The analytical performance does not depend on the genome build. hg38 or GRCh37 provide equivalent performance.  

The CNV discovery of this device presumes that CNVs and pathogenic CNVs in particular are rare. CNVs that are present in 1 out of a pool of 5 samples or in 4 out of a pool of 10 can be detected with high sensitivity. This must be considered when analyzing data from families. CNVs with high prevalence or polymorphisms cannot reliably be detected with the device. 

Since the performance characteristics of a specific NGS assay depend on the configuration of the assay and the laboratory process (e. g. sequencing capacity, depth of coverage, uniformity across samples), it is recommended to perform an assay-specific validation according to applicable guidelines [4]–[7]. 


Performance evaluation using public patient data 

A performance assessment using the public data set ICR96 [8] comprising 96 patient samples is provided here. The data set is publicly available and may serve as a benchmark between different devices.  

Note that the ICR96 data set has been characterized as “less homogeneous” than other data sets by the reviewers of the publication.

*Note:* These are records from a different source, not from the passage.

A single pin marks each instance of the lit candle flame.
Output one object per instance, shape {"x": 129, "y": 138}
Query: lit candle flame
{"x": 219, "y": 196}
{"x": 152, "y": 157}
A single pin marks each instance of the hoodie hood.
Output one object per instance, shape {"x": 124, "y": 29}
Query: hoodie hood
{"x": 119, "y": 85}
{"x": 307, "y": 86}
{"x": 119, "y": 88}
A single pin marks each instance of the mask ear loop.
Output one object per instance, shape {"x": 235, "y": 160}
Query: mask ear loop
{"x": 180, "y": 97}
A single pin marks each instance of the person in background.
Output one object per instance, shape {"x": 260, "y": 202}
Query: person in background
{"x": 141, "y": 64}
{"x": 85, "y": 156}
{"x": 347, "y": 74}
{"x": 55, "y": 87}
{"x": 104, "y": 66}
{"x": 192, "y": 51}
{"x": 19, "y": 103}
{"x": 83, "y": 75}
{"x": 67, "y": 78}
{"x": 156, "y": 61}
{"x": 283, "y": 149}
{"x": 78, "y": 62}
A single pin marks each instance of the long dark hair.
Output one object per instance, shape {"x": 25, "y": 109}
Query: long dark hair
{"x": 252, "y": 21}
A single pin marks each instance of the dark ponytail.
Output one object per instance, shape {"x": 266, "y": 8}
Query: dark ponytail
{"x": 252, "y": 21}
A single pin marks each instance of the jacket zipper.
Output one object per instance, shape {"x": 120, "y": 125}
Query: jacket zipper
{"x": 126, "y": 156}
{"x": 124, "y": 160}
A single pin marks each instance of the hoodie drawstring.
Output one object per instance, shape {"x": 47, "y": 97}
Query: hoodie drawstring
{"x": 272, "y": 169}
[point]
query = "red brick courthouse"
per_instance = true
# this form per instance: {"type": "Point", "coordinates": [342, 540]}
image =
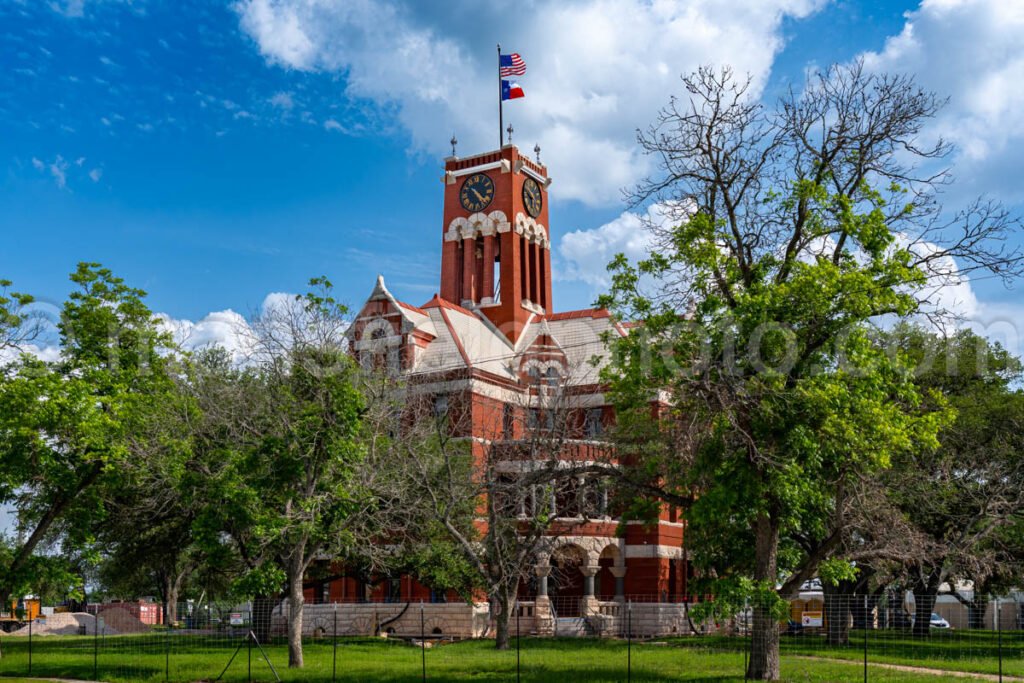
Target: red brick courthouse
{"type": "Point", "coordinates": [484, 340]}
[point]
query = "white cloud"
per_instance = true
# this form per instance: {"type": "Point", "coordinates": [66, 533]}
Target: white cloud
{"type": "Point", "coordinates": [58, 169]}
{"type": "Point", "coordinates": [587, 253]}
{"type": "Point", "coordinates": [73, 8]}
{"type": "Point", "coordinates": [224, 329]}
{"type": "Point", "coordinates": [972, 51]}
{"type": "Point", "coordinates": [283, 100]}
{"type": "Point", "coordinates": [597, 69]}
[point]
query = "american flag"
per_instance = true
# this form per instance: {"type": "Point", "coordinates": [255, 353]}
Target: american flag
{"type": "Point", "coordinates": [512, 65]}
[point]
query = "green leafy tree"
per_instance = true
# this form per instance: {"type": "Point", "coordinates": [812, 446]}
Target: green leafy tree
{"type": "Point", "coordinates": [787, 232]}
{"type": "Point", "coordinates": [964, 499]}
{"type": "Point", "coordinates": [67, 427]}
{"type": "Point", "coordinates": [283, 446]}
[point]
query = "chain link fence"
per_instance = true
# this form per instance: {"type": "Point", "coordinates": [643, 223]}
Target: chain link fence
{"type": "Point", "coordinates": [637, 638]}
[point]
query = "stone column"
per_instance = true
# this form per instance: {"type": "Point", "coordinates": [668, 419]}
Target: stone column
{"type": "Point", "coordinates": [468, 267]}
{"type": "Point", "coordinates": [620, 574]}
{"type": "Point", "coordinates": [535, 268]}
{"type": "Point", "coordinates": [589, 605]}
{"type": "Point", "coordinates": [542, 571]}
{"type": "Point", "coordinates": [487, 286]}
{"type": "Point", "coordinates": [542, 604]}
{"type": "Point", "coordinates": [538, 286]}
{"type": "Point", "coordinates": [589, 571]}
{"type": "Point", "coordinates": [524, 267]}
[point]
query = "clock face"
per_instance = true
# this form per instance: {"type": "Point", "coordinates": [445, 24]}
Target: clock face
{"type": "Point", "coordinates": [476, 191]}
{"type": "Point", "coordinates": [531, 197]}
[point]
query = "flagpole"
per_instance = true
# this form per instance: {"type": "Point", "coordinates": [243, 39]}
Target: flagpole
{"type": "Point", "coordinates": [501, 102]}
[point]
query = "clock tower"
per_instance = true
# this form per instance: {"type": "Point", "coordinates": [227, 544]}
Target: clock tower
{"type": "Point", "coordinates": [496, 256]}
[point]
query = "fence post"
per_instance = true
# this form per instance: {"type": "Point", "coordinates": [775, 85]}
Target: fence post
{"type": "Point", "coordinates": [750, 629]}
{"type": "Point", "coordinates": [95, 646]}
{"type": "Point", "coordinates": [629, 640]}
{"type": "Point", "coordinates": [517, 610]}
{"type": "Point", "coordinates": [865, 638]}
{"type": "Point", "coordinates": [998, 635]}
{"type": "Point", "coordinates": [167, 655]}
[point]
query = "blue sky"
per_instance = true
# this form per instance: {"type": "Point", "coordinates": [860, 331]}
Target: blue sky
{"type": "Point", "coordinates": [214, 153]}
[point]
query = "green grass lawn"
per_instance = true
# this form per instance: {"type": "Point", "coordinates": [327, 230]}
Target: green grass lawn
{"type": "Point", "coordinates": [190, 657]}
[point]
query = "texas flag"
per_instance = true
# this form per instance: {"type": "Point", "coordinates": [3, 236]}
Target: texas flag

It should be expected that a results with a more modern laboratory set up can generate data of greater uniformity and therefore better analytical performance. The results reported here therefore represent a lower limit. 

The quality thresholds are: 

Parameter

Description

Threshold

Reference spread (RefSpread)

Quality value assigned to a single target region 

< 0.2

Bivariance (bivar) 

Quality value assigned to a data set as a whole

< 0.2

 

The following table summarizes the performance characteristics from the ICR96 data set: 

Name 

Loss 

Gain 

All 

PPA 

98.8% 

97.5% 

98.4% 

PPA 95% CI 

98.82..98.82% 

97.53..97.53% 

98.40..98.40% 

NPA 

99.9% 

100.0% 

99.8% 

NPA 95% CI 

99.86..99.86% 

99.96..99.96% 

99.82..99.82% 

The following table indicates how many samples and how many individual target regions were excluded from the analysis (no-calls) after application of the quality thresholds: 

Parameter 

Result 

Fraction 

Total number of samples 

96 

100.0% 

Samples failing thresholds 

10 

10.4% 

Total number of targets 

31203 

100.0% 

Targets failing thresholds 

417 

1.3% 

 

The choice of reference genome (hg38 vs GRCh37) has no significant impact on the overall analytical performance regarding the data set. It should be noted, though, that the analysis using hg38 enhances the mapability of NGS reads and leads to a larger number of samples being acceptable for analysis. Partial deletions or mosaic variations were not assessed. 

References 

[1] P. Krusche et al., “Best practices for benchmarking germline small-variant calls in human genomes,” Nat Biotechnol, vol. 37, no. 5, Art. no. 5, May 2019, doi: 10.1038/s41587-019-0054-x. 

[2] R. G. Newcombe, “Improved confidence intervals for the difference between binomial proportions based on paired data,” Statistics in Medicine, vol. 17, no. 22, pp. 2635–2650, Nov. 1998, doi: 10.1002/(SICI)1097-0258(19981130)17:22<2635::AID-SIM954>3.0.CO;2-C. 

[3] M. H. Cleveland, J. M. Zook, M. Salit, and P. M. Vallone, “Determining Performance Metrics for Targeted Next-Generation Sequencing Panels Using Reference Materials,” The Journal of Molecular Diagnostics, vol. 20, no. 5, pp. 583–590, Sep. 2018, doi: https://doi.org/10.1016/j.jmoldx.2018.04.005. 

[4] C. Rehder et al., “Next-generation sequencing for constitutional variants in the clinical laboratory, 2021 revision: a technical standard of the American College of Medical Genetics and Genomics (ACMG),” Genetics in Medicine, pp. 1–17, Apr. 2021, doi: 10.1038/s41436-021-01139-4. 

[5] E. Souche et al., “Recommendations for whole genome sequencing in diagnostics for rare diseases,” Eur J Hum Genet, pp. 1–5, May 2022, doi: 10.1038/s41431-022-01113-x. 

[6] G. Matthijs et al., “Guidelines for diagnostic next-generation sequencing,” Eur J Hum Genet, Oktober 2015, doi: 10.1038/ejhg.2015.226. 

[7] P. Bauer, “S1 Leitlinie: Molekulargenetische Diagnostik mit Hochdurchsatz-Verfahren der Keimbahn, beispielsweise mit Next-Generation Sequencing,” medgen, vol. 30, no. 2, pp. 278–292, Jun. 2018, doi: 10.1007/s11825-018-0189-z. 

[8] S. Mahamdallie et al., “The ICR96 exon CNV validation series: a resource for orthogonal assessment of exon CNV calling in NGS data,” Wellcome Open Res, vol. 2, p. 35, May 2017, doi: 10.12688/wellcomeopenres.11689.1.